By mid-afternoon, we could see another line of rain ahead, and right when we were in the middle of a project. Tomatoes were plentiful and cheap in Aitutaki ($3 NZ for a big bag), and we also have green pepper and onion, so we decided to try our hand at chips and salsa. For chips, we made our typical flour tortillas and cut them into small pieces. Since we don’t have jalapenos, we added some hot sauce and let the green peppers fool us. It was tasty, and made things a bit more cheery when we had to drop the spinnaker and put the jib up for the rain squall. There’s a rough damaged piece of stainless on the starboard bow pulpit that’s been there since we owned the boat, and when the winds changed near the squall, the large spinnaker caught on it and ripped the bottom panel. Hopefully the damage will be contained to just that panel if we fly it again. Unfortunately, the wind clocked around to the WNW in the large squall, so the best we could do was sail south then northwest for a couple of hours, but we’ve just reached the other side of the rainy patch and it’s beautiful, with long, slow swells.

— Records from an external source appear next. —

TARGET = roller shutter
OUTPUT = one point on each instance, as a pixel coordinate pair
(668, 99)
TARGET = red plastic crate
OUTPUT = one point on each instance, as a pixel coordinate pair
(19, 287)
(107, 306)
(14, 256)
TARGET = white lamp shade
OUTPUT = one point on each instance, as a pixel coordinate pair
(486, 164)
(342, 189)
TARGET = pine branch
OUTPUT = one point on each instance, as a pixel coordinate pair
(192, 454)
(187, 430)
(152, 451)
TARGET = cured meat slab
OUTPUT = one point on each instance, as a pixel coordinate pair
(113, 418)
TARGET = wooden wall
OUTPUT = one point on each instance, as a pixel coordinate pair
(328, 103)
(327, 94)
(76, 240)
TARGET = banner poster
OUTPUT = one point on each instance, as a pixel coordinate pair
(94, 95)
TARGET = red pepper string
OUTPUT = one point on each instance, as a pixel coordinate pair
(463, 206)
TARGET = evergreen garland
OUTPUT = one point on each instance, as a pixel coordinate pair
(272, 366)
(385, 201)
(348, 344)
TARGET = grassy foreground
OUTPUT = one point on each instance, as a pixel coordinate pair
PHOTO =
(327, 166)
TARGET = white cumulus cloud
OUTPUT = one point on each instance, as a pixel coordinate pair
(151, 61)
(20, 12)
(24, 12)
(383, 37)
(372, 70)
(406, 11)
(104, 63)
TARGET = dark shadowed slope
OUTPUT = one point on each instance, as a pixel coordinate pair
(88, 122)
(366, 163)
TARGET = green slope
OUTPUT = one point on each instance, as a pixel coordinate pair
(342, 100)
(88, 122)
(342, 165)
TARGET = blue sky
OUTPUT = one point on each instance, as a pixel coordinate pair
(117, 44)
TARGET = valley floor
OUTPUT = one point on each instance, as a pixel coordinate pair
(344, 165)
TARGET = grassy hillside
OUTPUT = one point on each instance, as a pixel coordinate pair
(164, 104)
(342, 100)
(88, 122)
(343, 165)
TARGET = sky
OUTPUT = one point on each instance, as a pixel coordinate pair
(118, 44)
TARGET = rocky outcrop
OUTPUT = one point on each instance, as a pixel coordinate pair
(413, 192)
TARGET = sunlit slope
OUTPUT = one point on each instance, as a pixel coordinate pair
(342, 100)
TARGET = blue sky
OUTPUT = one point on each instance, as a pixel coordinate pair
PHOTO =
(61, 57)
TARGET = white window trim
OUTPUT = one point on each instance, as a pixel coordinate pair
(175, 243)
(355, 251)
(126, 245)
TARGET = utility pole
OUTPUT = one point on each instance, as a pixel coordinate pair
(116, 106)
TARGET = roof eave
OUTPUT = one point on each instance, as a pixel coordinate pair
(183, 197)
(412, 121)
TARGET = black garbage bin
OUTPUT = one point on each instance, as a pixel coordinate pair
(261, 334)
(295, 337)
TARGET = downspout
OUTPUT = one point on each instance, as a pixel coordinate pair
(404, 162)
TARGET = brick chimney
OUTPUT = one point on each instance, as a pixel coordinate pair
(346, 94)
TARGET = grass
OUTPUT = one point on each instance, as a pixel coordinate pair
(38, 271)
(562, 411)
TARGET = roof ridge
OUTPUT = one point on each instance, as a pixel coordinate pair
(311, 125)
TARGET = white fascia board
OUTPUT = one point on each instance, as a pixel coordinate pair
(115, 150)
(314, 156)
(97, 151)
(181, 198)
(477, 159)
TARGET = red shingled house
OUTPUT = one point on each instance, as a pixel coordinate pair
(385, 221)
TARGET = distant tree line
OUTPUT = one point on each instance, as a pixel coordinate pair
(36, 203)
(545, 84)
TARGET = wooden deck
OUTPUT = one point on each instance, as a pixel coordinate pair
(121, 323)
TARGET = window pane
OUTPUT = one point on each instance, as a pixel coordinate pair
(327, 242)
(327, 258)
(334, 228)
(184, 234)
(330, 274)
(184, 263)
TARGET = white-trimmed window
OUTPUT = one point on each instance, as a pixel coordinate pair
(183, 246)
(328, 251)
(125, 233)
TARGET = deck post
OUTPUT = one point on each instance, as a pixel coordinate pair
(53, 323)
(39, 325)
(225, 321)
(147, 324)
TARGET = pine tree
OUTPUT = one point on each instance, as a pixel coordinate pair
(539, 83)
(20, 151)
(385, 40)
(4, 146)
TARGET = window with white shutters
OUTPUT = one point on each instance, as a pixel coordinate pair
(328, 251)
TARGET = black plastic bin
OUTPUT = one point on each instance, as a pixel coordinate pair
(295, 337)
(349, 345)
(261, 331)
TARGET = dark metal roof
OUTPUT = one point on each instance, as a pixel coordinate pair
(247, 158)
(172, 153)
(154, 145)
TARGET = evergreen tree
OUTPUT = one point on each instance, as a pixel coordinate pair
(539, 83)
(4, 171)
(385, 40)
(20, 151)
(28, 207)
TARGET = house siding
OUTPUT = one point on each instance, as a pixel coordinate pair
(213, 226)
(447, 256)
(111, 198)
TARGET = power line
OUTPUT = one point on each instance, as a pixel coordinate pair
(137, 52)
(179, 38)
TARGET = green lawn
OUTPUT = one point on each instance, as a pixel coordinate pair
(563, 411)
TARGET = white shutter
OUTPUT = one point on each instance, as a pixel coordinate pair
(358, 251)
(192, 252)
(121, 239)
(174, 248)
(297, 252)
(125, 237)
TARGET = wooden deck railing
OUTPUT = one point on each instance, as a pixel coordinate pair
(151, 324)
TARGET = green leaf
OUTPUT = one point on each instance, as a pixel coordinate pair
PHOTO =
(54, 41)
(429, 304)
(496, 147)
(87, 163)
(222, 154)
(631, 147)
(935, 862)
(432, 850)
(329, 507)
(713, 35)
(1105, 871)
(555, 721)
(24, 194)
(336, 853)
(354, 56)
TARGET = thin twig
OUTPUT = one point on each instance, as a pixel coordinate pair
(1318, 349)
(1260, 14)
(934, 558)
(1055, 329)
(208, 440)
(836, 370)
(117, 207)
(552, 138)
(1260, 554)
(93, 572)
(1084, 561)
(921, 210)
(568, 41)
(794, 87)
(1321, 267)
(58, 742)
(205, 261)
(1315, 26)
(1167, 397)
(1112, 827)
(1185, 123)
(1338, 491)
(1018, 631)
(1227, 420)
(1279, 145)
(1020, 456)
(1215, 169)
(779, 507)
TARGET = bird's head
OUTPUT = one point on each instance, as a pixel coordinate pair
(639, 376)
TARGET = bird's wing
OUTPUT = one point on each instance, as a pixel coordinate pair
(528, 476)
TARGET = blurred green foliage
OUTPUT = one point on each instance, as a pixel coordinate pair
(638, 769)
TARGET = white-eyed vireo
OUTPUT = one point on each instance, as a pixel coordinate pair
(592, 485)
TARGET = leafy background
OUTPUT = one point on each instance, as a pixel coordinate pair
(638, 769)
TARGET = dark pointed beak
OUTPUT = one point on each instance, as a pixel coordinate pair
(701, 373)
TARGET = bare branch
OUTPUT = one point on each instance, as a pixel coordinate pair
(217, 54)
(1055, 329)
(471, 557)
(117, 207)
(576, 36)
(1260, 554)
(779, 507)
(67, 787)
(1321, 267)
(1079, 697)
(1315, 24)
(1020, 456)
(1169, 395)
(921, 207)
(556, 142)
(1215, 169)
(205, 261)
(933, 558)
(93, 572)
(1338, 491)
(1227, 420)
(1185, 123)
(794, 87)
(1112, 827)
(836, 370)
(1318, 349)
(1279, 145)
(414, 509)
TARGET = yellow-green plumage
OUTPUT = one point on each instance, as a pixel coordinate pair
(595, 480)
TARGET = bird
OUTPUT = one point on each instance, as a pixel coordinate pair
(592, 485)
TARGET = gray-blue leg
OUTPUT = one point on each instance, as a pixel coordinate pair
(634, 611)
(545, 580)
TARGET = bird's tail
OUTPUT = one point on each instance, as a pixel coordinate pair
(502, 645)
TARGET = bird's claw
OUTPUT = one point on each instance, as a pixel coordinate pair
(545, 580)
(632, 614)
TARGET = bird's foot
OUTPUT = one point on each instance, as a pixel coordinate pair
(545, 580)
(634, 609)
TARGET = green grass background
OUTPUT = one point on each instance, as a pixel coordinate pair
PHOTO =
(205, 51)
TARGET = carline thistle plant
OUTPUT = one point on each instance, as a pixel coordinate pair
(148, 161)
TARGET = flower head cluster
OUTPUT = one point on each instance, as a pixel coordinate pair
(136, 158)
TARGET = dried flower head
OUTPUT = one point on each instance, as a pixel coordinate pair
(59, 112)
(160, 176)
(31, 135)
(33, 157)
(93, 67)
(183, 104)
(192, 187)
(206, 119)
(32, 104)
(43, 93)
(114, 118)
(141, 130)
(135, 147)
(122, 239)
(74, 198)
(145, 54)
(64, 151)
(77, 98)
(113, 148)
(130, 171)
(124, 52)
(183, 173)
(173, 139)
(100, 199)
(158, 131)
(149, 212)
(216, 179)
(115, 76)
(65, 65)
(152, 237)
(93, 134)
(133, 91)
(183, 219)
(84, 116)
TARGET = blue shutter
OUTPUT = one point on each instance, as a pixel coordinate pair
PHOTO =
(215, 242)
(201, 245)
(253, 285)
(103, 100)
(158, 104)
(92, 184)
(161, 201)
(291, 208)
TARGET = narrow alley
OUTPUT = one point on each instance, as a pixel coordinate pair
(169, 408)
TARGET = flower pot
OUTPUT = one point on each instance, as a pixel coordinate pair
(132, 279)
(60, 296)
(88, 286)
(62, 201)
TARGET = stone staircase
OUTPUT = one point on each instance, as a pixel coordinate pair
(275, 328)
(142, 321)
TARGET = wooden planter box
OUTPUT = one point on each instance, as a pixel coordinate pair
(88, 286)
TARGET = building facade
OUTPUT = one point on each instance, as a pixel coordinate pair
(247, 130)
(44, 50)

DSC_0837 A squall just ahead

DSC_0673 Dressed for rainy weather

When we were tacking to the northwest, we were on a course for Palmerston, only about 150 miles away. It was originally our our list of places to stop because it’s such an interesting story. In the 1850’s, an Englishman settled there with three wives, all of whom were from the northern Cook Island of Penhryn. The atoll was uninhabited before his arrival, and today, all the inhabitants of the island are his descendants. At some point the atoll was ceded to him by the British crown, and the original papers are still on the island. He set up “strict” rules for intermarriage, housed each of the three wives in a different part of the atoll, and worked hard to provide plenty of first-cousin dating options. Today they still speak an old English dialect, but a bit of a family feud has developed that extends to the “rights” to cruisers. In Palmerston you’re essentially adopted by a family on arrival. They pick you up from your boat in the morning and you spend the day doing a variety of projects, activities, and trading with them. The generally unspoken rules are that you’re not allowed to bring your dinghy ashore, move about the atoll as you please, or above all, mingle with a different part of the family. With supply ships being fairly infrequent, the small mooring fees and opportunities to trade with the cruisers are apparently a prize that the different factions of the family fight over, going as far as to race each other out to an approaching boat in order to be the group to claim it. As charming as being adopted and sharing activities with such unique hosts would be, we opted instead for snorkeling and diving Beveridge Reef.